Ringfort (Rath), Glasnamullen, Co. Wicklow
Co. Wicklow |
Ringforts
What makes this small earthwork in the Wicklow uplands quietly odd is that two streams did part of the work for it.
On the north and north-east sides, the builders of this early medieval rath, a type of enclosed farmstead typically constructed between roughly the fifth and twelfth centuries, appear to have relied on the natural scarp formed by the converging banks of those streams rather than digging their own defences. The confluence sits immediately to the north-north-east, and the steep drop into the watercourses would have made any additional bank largely redundant in that quarter.
Everywhere else, the enclosure follows a more conventional pattern.
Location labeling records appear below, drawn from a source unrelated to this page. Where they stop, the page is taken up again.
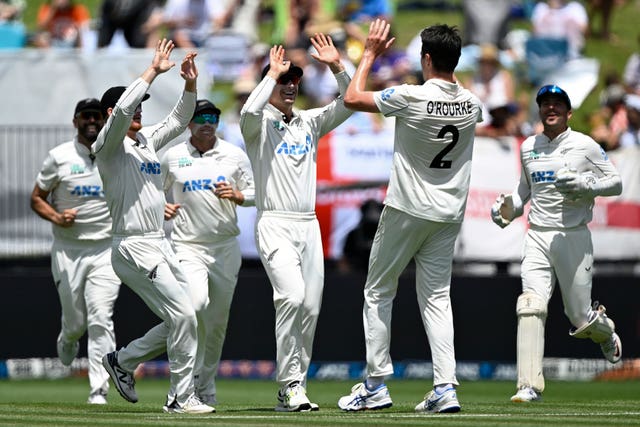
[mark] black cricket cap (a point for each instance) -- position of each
(293, 69)
(88, 104)
(111, 96)
(203, 105)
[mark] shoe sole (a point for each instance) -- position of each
(114, 379)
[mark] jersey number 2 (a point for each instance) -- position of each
(438, 161)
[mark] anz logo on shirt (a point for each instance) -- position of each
(296, 149)
(150, 168)
(543, 176)
(87, 191)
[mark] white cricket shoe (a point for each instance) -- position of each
(193, 405)
(362, 398)
(293, 398)
(67, 351)
(440, 403)
(612, 349)
(526, 394)
(98, 398)
(123, 380)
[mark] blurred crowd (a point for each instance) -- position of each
(501, 65)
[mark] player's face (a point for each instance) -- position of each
(136, 120)
(89, 124)
(554, 112)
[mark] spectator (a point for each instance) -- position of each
(129, 16)
(610, 121)
(205, 230)
(191, 21)
(631, 136)
(631, 74)
(562, 20)
(61, 23)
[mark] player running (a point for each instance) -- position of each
(562, 172)
(424, 208)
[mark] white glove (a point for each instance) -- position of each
(573, 185)
(502, 210)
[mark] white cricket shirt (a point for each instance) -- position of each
(541, 159)
(283, 155)
(130, 170)
(433, 146)
(72, 179)
(190, 177)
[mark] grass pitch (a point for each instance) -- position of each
(251, 402)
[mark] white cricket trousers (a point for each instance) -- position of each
(212, 269)
(565, 255)
(399, 238)
(290, 248)
(88, 288)
(148, 265)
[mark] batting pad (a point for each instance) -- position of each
(532, 314)
(599, 329)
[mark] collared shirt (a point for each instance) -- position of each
(541, 159)
(189, 178)
(283, 155)
(433, 146)
(130, 170)
(70, 175)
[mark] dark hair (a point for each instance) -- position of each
(444, 45)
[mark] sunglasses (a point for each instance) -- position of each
(289, 78)
(205, 118)
(88, 115)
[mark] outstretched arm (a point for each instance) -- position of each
(357, 98)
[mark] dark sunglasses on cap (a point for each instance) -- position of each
(205, 118)
(289, 78)
(88, 115)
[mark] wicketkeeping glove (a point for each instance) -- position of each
(573, 185)
(502, 210)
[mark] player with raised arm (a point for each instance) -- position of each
(282, 144)
(141, 255)
(81, 251)
(562, 172)
(206, 178)
(423, 212)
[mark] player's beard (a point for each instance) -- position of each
(90, 131)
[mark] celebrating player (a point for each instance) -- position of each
(142, 257)
(282, 145)
(423, 211)
(206, 178)
(562, 172)
(81, 252)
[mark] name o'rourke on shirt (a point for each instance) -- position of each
(450, 109)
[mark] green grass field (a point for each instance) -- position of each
(250, 403)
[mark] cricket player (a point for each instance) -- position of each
(423, 212)
(81, 251)
(141, 255)
(206, 178)
(562, 172)
(282, 145)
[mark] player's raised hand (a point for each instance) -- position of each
(277, 64)
(378, 38)
(161, 62)
(188, 69)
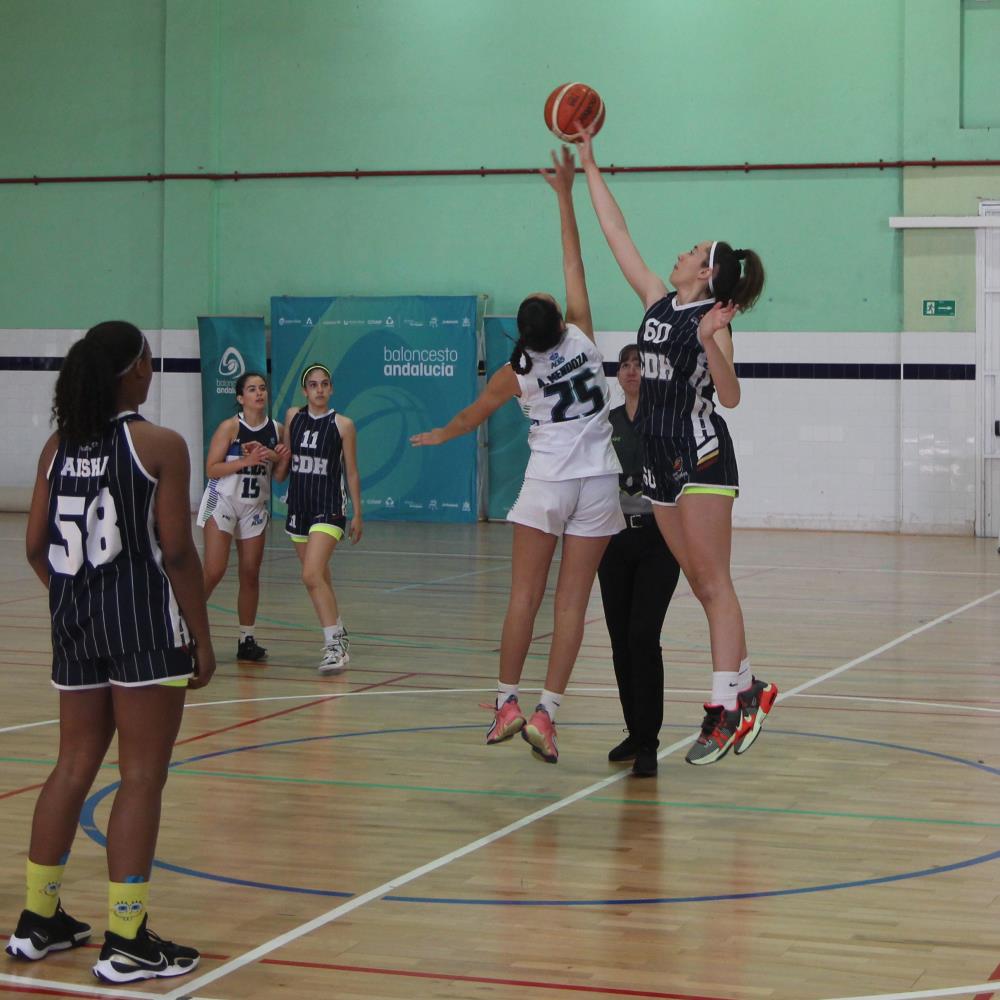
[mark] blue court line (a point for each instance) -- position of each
(88, 823)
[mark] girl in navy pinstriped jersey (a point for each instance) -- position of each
(689, 464)
(324, 454)
(245, 453)
(109, 535)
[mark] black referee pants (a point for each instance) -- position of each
(638, 575)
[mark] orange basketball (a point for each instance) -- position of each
(570, 103)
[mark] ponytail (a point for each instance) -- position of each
(540, 327)
(731, 282)
(86, 395)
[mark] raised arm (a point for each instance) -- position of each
(577, 300)
(647, 284)
(501, 387)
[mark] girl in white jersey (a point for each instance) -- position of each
(570, 485)
(243, 455)
(689, 463)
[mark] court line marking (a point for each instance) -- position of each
(87, 991)
(576, 692)
(395, 883)
(949, 991)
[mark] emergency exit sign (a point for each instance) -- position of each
(939, 307)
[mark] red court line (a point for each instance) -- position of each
(287, 711)
(995, 974)
(527, 983)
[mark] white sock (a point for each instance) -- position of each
(745, 676)
(725, 684)
(550, 701)
(504, 691)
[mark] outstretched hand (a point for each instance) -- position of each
(717, 318)
(435, 436)
(561, 178)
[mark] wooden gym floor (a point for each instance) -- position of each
(352, 837)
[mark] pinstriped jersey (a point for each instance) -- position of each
(108, 592)
(566, 398)
(316, 480)
(251, 485)
(677, 395)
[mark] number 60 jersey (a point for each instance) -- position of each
(108, 593)
(566, 398)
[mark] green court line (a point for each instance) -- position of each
(501, 793)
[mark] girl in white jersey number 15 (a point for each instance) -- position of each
(570, 485)
(689, 463)
(246, 450)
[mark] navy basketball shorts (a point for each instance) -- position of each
(672, 466)
(299, 524)
(158, 666)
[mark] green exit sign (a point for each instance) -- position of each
(939, 307)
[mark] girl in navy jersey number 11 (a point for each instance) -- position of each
(324, 454)
(689, 464)
(245, 452)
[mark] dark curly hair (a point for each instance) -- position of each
(86, 395)
(540, 326)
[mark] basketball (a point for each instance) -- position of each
(570, 103)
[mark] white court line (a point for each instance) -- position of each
(951, 991)
(379, 891)
(85, 991)
(444, 579)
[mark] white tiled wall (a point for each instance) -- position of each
(862, 455)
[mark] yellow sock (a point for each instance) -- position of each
(127, 906)
(43, 884)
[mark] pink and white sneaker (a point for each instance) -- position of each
(540, 732)
(508, 720)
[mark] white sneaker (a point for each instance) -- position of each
(335, 658)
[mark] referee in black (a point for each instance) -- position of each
(638, 575)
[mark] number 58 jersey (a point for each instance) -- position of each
(108, 592)
(567, 400)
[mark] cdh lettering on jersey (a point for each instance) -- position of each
(84, 467)
(306, 463)
(655, 331)
(656, 366)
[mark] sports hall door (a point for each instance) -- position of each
(988, 371)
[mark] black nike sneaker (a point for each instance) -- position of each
(147, 956)
(36, 936)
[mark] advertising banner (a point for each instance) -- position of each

An oval area measuring roughly 29 metres north-west to south-east and 22 metres north-east to south-west is defined by an earthen bank, a fosse (that is, a defensive ditch), and, at the north-west, a slight outer bank running for about twelve metres. The main bank stands around a metre high on its outer face and somewhat less on the interior, while the fosse, which curves around the east, south, and north-west of the site, is two to three metres wide and still survives to a depth of about 0.6 metres. No trace of an original entrance has been identified, nor are there any visible internal features remaining. The whole structure sits on a level natural platform on a gently sloping hillside, the kind of position that would have given its inhabitants a reasonable outlook across the surrounding terrain. The rath was already recorded on the Ordnance Survey six-inch map of 1838, confirming that it was a recognised feature of the landscape well before modern archaeological interest in such sites took hold.